Bernd Lucke 2013/Von WDKrause
Den Parteienstaat und seine Propagandisten drückt der Schuh: Was werden die sieben aus Deutschland entsandten AfD-Leute im Europaparlament wohl so alles anstellen? Und mit wem werden sie zusammenarbeiten oder gar eine Fraktionsgemeinschaft bilden?

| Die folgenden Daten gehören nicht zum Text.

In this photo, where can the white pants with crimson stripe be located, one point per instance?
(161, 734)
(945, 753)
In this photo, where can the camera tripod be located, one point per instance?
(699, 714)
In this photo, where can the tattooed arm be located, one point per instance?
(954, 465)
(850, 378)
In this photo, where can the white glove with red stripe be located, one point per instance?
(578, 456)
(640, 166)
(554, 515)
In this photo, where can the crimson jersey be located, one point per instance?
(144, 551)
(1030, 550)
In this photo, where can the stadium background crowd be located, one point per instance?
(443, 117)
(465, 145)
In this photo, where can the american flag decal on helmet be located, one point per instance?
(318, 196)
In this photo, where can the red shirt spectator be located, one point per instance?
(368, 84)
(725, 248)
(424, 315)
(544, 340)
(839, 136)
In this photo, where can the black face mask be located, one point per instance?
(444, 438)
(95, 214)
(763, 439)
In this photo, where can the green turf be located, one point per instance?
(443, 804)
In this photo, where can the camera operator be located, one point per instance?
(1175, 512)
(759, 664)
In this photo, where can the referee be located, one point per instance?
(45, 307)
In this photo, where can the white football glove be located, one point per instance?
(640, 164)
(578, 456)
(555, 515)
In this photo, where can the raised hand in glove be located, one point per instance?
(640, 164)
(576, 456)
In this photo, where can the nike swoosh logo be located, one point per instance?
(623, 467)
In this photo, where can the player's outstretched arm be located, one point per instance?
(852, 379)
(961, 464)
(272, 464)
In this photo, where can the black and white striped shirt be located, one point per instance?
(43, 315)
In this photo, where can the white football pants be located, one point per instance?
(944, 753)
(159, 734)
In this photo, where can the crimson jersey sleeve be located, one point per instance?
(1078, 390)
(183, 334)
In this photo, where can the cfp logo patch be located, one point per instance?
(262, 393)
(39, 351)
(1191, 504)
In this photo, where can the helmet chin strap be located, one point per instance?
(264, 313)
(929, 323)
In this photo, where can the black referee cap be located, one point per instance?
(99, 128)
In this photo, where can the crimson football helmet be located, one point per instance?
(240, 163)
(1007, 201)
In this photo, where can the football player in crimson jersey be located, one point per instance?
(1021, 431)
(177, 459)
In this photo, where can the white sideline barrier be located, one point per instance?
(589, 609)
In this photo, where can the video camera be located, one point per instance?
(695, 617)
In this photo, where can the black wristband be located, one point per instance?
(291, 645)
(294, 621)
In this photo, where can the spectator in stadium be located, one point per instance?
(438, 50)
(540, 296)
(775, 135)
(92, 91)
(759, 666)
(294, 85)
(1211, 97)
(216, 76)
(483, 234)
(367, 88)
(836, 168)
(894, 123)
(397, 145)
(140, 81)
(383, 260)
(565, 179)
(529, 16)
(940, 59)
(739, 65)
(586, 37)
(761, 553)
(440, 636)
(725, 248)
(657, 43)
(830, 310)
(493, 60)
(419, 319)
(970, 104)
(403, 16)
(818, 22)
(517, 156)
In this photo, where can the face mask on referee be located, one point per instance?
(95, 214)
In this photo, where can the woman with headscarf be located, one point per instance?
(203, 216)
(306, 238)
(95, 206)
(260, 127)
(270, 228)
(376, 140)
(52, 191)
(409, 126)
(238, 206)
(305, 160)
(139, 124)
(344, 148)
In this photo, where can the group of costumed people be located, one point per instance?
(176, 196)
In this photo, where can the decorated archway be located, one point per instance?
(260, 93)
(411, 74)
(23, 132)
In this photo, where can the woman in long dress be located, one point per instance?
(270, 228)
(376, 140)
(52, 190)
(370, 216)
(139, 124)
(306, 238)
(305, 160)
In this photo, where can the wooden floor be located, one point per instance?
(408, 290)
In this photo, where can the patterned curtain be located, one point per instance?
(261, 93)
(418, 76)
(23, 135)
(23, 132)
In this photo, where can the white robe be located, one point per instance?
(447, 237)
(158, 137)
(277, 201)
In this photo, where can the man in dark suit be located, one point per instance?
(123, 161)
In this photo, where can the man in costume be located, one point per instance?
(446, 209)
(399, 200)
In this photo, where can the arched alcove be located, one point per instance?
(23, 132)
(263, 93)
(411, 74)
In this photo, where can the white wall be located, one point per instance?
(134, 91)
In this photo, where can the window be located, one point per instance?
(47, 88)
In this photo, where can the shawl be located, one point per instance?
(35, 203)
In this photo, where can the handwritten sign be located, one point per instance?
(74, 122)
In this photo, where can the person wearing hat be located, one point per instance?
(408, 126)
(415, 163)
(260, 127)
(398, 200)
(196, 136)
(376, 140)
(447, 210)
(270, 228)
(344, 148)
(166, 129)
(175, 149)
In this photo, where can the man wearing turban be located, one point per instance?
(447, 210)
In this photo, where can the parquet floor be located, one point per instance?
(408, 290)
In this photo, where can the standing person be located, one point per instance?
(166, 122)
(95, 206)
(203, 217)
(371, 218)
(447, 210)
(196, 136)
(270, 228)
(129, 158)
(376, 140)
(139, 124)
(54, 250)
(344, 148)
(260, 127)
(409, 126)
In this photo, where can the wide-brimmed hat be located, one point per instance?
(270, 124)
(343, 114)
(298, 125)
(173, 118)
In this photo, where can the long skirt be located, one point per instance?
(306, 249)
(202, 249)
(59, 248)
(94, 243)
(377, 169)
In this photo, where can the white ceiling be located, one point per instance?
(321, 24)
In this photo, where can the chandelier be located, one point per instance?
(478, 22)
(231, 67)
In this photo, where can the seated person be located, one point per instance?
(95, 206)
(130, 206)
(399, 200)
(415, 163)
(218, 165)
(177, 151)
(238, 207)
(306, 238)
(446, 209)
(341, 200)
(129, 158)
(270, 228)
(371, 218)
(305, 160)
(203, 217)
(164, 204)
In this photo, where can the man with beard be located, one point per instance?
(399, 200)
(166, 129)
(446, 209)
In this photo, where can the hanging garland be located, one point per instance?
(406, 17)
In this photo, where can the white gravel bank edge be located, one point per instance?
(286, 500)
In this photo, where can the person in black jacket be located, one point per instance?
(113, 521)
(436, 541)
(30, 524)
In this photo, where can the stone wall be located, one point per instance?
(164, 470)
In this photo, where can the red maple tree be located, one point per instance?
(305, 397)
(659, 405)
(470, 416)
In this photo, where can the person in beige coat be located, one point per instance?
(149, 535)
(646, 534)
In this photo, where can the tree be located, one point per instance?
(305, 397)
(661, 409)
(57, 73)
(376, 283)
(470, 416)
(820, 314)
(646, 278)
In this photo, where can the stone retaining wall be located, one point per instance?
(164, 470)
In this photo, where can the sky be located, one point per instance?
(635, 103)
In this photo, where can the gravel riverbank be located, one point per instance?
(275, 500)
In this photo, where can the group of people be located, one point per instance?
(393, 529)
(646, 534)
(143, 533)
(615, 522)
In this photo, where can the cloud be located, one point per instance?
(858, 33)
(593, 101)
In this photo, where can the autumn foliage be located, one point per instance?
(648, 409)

Nach dem (mäßigen) Wahlerfolg der Alternative für Deutschland am 25. Mai 2014 wollte ZDF-Propagandistin Bettina Schausten am selben Abend dringend wissen, mit wem, um Gottes willen, die AfD denn nun im Europaparlament zusammengehen wolle.

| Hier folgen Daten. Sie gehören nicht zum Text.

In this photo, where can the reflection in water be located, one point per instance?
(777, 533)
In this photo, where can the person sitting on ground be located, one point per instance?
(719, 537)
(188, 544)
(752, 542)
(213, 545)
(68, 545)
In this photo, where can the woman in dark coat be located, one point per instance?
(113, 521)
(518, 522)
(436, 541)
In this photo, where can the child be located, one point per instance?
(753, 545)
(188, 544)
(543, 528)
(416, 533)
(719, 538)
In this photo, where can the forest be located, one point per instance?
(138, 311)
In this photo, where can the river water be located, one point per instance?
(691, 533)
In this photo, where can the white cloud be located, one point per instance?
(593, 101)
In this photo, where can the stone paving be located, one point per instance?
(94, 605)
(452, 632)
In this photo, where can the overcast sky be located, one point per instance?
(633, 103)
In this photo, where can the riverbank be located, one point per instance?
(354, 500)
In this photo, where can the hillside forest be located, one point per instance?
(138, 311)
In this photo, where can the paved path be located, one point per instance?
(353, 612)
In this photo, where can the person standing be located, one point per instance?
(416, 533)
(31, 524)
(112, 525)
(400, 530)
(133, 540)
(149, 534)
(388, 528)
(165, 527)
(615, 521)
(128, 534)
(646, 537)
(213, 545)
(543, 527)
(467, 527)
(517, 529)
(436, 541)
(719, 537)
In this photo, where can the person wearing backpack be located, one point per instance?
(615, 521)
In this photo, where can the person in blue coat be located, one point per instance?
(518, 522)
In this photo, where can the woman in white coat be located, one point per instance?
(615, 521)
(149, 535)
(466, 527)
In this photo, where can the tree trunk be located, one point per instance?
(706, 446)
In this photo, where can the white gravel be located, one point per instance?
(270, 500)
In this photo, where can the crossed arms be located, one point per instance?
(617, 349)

Die EU-Freunde zittern nämlich vor einem Bündnis unter der Führung der starken britischen UKIP (United Kingdom Independence Party) und der französischen Front National (FN). Für Schausten war das also die Gretchenfrage: Würde die AfD im Europaparlament nun das UKIP-FN-Lager stärken oder nicht: »Die AfD ist Euro-kritisch, Sie sind durchaus europaskeptisch «, fragte Schausten AfD-Chef Bernd Lucke: »Die Gretchenfrage ist immer gewesen im ganzen Wahlkampf: Wie weit rechts stehen Sie eigentlich? Und die Gretchenfrage stellt sich ja jetzt, Herr Lucke, wenn es darum geht, dass Sie sich im Europäischen Parlament einer Fraktion anschließen müssen. Mit wem wollen Sie zusammengehen dort? «
Lucke: Kniefall vor den Staatsmedien?
Und Luckes Antwort wirft die Frage auf: Schafft der AfD-Chef sein gewonnenes Wählerpotenzial gerade gleich wieder ab? Nein, nein, beruhigte Lucke die führenden Eliten: »Das ist überhaupt keine Gretchenfrage, wir sind nicht im mindesten eine rechte Partei, wir sind ein Partei des gesunden Menschenverstandes. « Die Altparteien versuchten, »uns zu diffamieren als eine Partei, die irgendwie rechtslastig sei, nur deshalb, weil sie um ihre Macht besorgt sind «.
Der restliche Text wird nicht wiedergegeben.